Admin Extensions¶
- synopsis
Admin Extensions
ForeignKeyAutocompleteAdmin - ForeignKeyAutocompleteAdmin will enable the admin app to show ForeignKey fields with an search input field. The search field is rendered by the ForeignKeySearchInput form widget and uses jQuery to do configurable autocompletion.
ForeignKeyAutocompleteStackedInline, ForeignKeyAutocompleteTabularInline - in the same fashion of the ForeignKeyAutocompleteAdmin these two classes enable a search input field for ForeignKey fields in AdminInline classes.
Depreciation¶
Django 2.0 now contains similar functionality as ForeignKeyAutocompleteAdmin therefore we are deprecating this extension and highly encouraging everyone to update to it.
This code will be removed in the near future when support for Django older then 2.0 is dropped.
More on this: https://docs.djangoproject.com/en/2.0/ref/contrib/admin/#django.contrib.admin.ModelAdmin.autocomplete_fields
Known Issues¶
SECURITY ISSUE: Autocompletion does not check permissions nor the requested models on the autocompletion view. This can be used by users with access to the admin to expose data from other models. Please be aware and careful when using ForeignKeyAutocompleteAdmin.

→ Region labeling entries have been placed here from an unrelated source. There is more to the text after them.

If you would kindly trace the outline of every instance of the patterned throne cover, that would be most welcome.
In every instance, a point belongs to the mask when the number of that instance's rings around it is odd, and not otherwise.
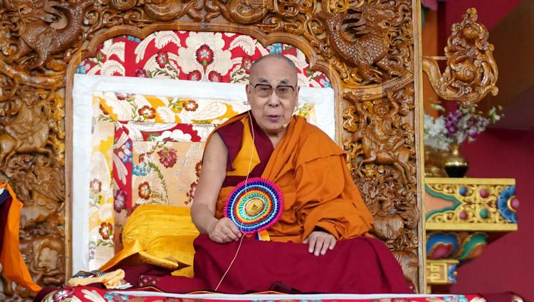
[[[157,31],[142,41],[108,40],[96,58],[80,64],[73,89],[73,228],[81,231],[73,236],[73,272],[96,269],[122,249],[122,229],[138,205],[190,206],[205,140],[248,109],[251,63],[270,53],[298,67],[295,114],[335,139],[328,78],[309,71],[304,54],[290,45],[264,48],[229,33]]]
[[[251,63],[267,53],[295,62],[301,87],[295,113],[335,138],[334,91],[288,44],[263,47],[246,35],[158,31],[142,41],[108,40],[79,65],[73,85],[73,271],[96,269],[122,248],[121,233],[140,204],[189,207],[204,143],[217,125],[248,110]],[[130,77],[130,78],[125,78]],[[133,78],[131,77],[135,77]],[[394,301],[391,295],[320,295],[314,301]],[[142,297],[142,298],[140,298]],[[303,296],[257,296],[253,301]],[[476,295],[407,295],[400,301],[483,301]],[[44,301],[244,300],[66,288]]]

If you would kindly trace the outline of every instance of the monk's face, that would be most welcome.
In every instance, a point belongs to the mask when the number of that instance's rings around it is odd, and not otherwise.
[[[298,89],[297,71],[283,58],[266,58],[251,72],[247,98],[252,115],[267,135],[285,132],[297,105]]]

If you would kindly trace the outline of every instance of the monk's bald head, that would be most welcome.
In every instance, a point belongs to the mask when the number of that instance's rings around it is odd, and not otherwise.
[[[269,68],[269,62],[273,61],[278,61],[285,63],[287,66],[288,71],[290,71],[291,75],[291,82],[295,84],[297,83],[297,66],[295,63],[288,58],[287,57],[278,53],[271,53],[267,56],[264,56],[258,60],[255,61],[251,67],[250,79],[256,79],[258,77],[261,76],[261,72],[263,68]]]

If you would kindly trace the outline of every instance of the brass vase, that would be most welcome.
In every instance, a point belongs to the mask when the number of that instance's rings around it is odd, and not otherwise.
[[[451,145],[449,150],[451,150],[451,153],[445,157],[445,172],[449,177],[464,177],[469,167],[469,162],[460,154],[459,145]]]

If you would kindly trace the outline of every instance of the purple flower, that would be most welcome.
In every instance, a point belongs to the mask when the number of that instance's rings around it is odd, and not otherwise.
[[[126,191],[119,189],[115,192],[113,197],[113,205],[115,211],[120,213],[122,209],[126,208],[126,198],[128,197],[128,194]]]

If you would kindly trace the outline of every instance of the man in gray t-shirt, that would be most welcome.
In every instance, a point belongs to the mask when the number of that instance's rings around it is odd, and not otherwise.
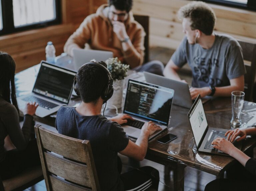
[[[244,85],[242,50],[234,39],[213,33],[215,16],[206,3],[193,2],[181,7],[186,34],[164,71],[164,75],[181,80],[177,72],[187,63],[192,70],[190,94],[229,96],[234,90],[243,91]]]

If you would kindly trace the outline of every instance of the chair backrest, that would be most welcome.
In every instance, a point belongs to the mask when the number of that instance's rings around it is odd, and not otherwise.
[[[133,16],[134,20],[140,24],[144,28],[146,33],[146,36],[144,40],[144,47],[145,48],[145,54],[144,55],[144,62],[146,63],[149,61],[149,17],[145,15]]]
[[[35,129],[47,191],[100,190],[89,141]]]
[[[244,75],[245,100],[252,101],[256,72],[256,44],[238,41],[243,49],[246,73]]]

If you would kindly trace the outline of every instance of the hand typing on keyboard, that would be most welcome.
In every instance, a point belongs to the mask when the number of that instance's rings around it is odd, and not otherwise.
[[[134,120],[133,118],[128,115],[126,114],[120,114],[115,117],[109,119],[112,121],[114,121],[119,124],[122,125],[127,122],[127,119]]]
[[[159,125],[150,121],[144,124],[141,128],[141,133],[148,133],[150,136],[156,131],[160,130],[162,130],[162,128]]]
[[[28,114],[32,116],[33,116],[36,113],[36,108],[38,107],[38,104],[35,102],[34,103],[27,103],[24,110],[24,115]]]
[[[238,138],[236,141],[240,141],[246,138],[246,132],[245,129],[240,130],[239,129],[236,129],[234,130],[228,131],[225,134],[225,136],[228,136],[227,140],[230,142],[233,142],[238,136],[240,137]]]
[[[233,152],[234,149],[237,149],[232,143],[225,138],[218,137],[213,141],[212,144],[213,145],[213,148],[229,155]]]

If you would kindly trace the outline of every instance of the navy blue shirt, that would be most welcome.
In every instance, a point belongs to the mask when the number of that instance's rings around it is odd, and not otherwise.
[[[83,116],[75,108],[63,106],[58,112],[55,126],[61,134],[90,141],[102,190],[124,190],[117,152],[125,148],[129,140],[120,125],[101,115]]]

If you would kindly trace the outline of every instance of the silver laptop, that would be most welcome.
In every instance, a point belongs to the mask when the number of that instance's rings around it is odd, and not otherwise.
[[[17,100],[22,111],[28,102],[37,102],[39,106],[35,114],[44,117],[68,104],[76,72],[45,61],[41,61],[41,64],[32,92]]]
[[[162,130],[151,136],[149,140],[166,129],[174,93],[173,89],[129,79],[123,112],[135,120],[129,120],[122,126],[127,135],[137,139],[143,125],[150,121],[159,125]]]
[[[75,69],[77,71],[85,63],[95,59],[97,61],[105,61],[113,57],[113,53],[110,51],[75,48],[73,50]]]
[[[146,72],[143,73],[147,82],[174,90],[174,104],[188,109],[192,107],[193,103],[188,84]]]
[[[227,155],[214,148],[212,141],[217,137],[226,138],[225,134],[228,130],[209,128],[206,120],[203,103],[200,95],[196,99],[188,114],[197,149],[198,151],[218,154]],[[237,139],[238,138],[237,138]],[[239,149],[242,146],[242,142],[235,140],[233,144]]]

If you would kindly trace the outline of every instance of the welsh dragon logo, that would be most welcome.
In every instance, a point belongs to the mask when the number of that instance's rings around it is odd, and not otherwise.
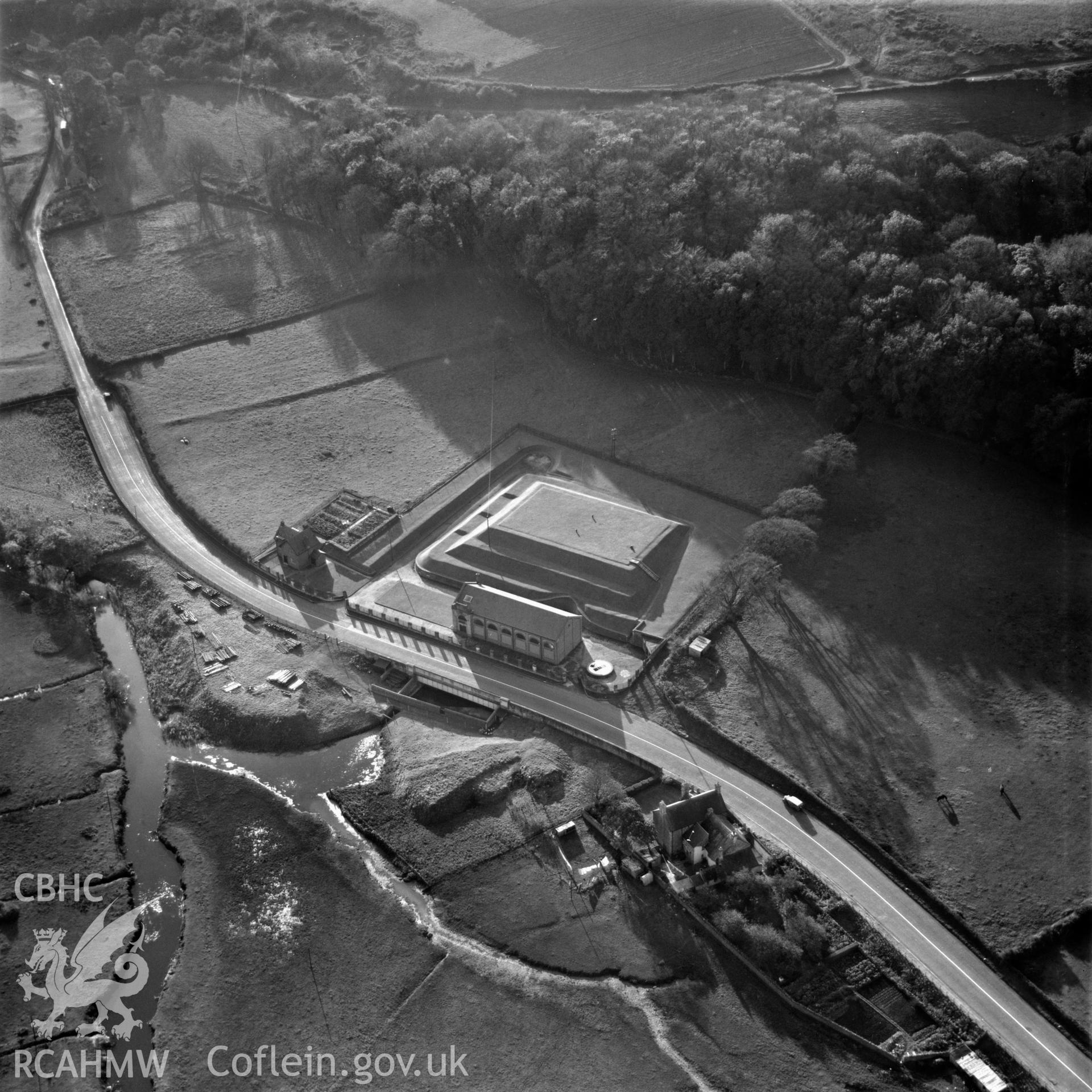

The current version of the ForeignKeyAutocompleteAdmin has issues with recent Django versions.
We strongly suggest project using this extension to update to Django 2.0 and use the native autocomplete_fields.
Example Usage¶
To enable the Admin Autocomplete you can follow this code example in your admin.py file:
from django.contrib import admin
from foo.models import Permission
from django_extensions.admin import ForeignKeyAutocompleteAdmin
class PermissionAdmin(ForeignKeyAutocompleteAdmin):
# User is your FK attribute in your model
# first_name and email are attributes to search for in the FK model
related_search_fields = {
'user': ('first_name', 'email'),
}
fields = ('user', 'avatar', 'is_active')
...
admin.site.register(Permission, PermissionAdmin)
If you are using django-reversion you should follow this code example:
from django.contrib import admin
from foo.models import MyVersionModel
from reversion.admin import VersionAdmin
from django_extensions.admin import ForeignKeyAutocompleteAdmin
class MyVersionModelAdmin(VersionAdmin, ForeignKeyAutocompleteAdmin):
...
admin.site.register(MyVersionModel, MyVersionModelAdmin)
If you need to limit the autocomplete search, you can override the
get_related_filter
method of the admin. For example if you want to allow
non-superusers to attach attachments only to articles they own you can use:
class AttachmentAdmin(ForeignKeyAutocompleteAdmin):
...
def get_related_filter(self, model, request):
user = request.user
if not issubclass(model, Article) or user.is_superuser():
return super(AttachmentAdmin, self).get_related_filter(
model, request
)
return Q(owner=user)
Note that this does not protect your application from malicious attempts to circumvent it (e.g. sending fabricated requests via cURL).